When YED is negative, the good is classified as inferior. For example, if, following an
increase in income from 40,000 to 50,000, a consumer buys 180 loaves of bread
per year instead of 200, then the YED is:
-10/+25
= (-) 0.4
The negative sign means that the good is inferior, and, because the coefficient is
less than one, demand for the good does not respond significantly to a change in
income. This indicates that the good is not particularly inferior compared with a good
which has a YED of > (-)1.

Why does a firm want to know YED?


There several reasons why a firm would want to know YED, including the following:

Sales forecasting

A firm can predict the impact of a change in income on sales volume (Q), and sales
revenue (P x Q).
For example, a hypothetical car manufacturer has calculated that YED with respect
to its luxury car is (+) 3.8, and it has also undertaken research to discover that
consumer incomes will rise by 2% next year. It can now predict the impact of this
change.

Pricing policy

Knowing YED helps the firm decide whether to raise or lower price following a
change in consumer incomes. If incomes are falling and YED is positive, a reduction
in price might help compensate for the reduction in demand.

Diversification

Firms can diversify and offer a range of goods with different YEDs to spread the risks
associated with changes in the level of national income. For example, a car

manufacturer may produce cars with a range of YED values, so that sales are
stabilised as the economy grows and declines.

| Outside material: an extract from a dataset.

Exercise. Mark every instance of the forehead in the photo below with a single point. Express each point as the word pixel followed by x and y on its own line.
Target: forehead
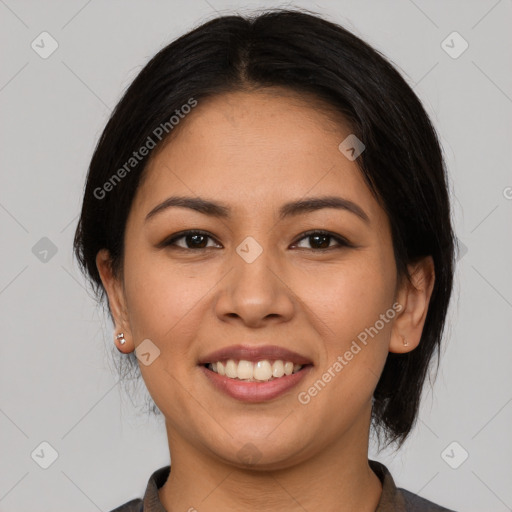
pixel 252 149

The higher the positive value for YED, the greater the effect of a change in
national income on consumer demand.
How do Firms make use of estimates of income elasticity of demand?
Knowledge of income elasticity of demand helps firms predict the effect of an
economic cycle on sales. Luxury products with high income elasticity see greater
sales volatility over the business cycle than necessities where demand from
consumers is less sensitive to changes in the cycle.
Income elasticity and the pattern of consumer demand
As we become better off, we can afford to increase our spending on different goods
and services. The income elasticity of demand will also affect the pattern of demand
over time.

For normal luxury goods - income elasticity of demand exceeds +1, so as


incomes rise, the proportion of a consumer's income spent on that product will
go up.

For normal necessities (income elasticity of demand is positive but less than
1) and for inferior goods (where the income elasticity of demand is negative)
then as income rises, the share or proportion of their budget on these
products will fall

For inferior goods as income rise, demand will decline and so too will the
share of income spent on inferior products.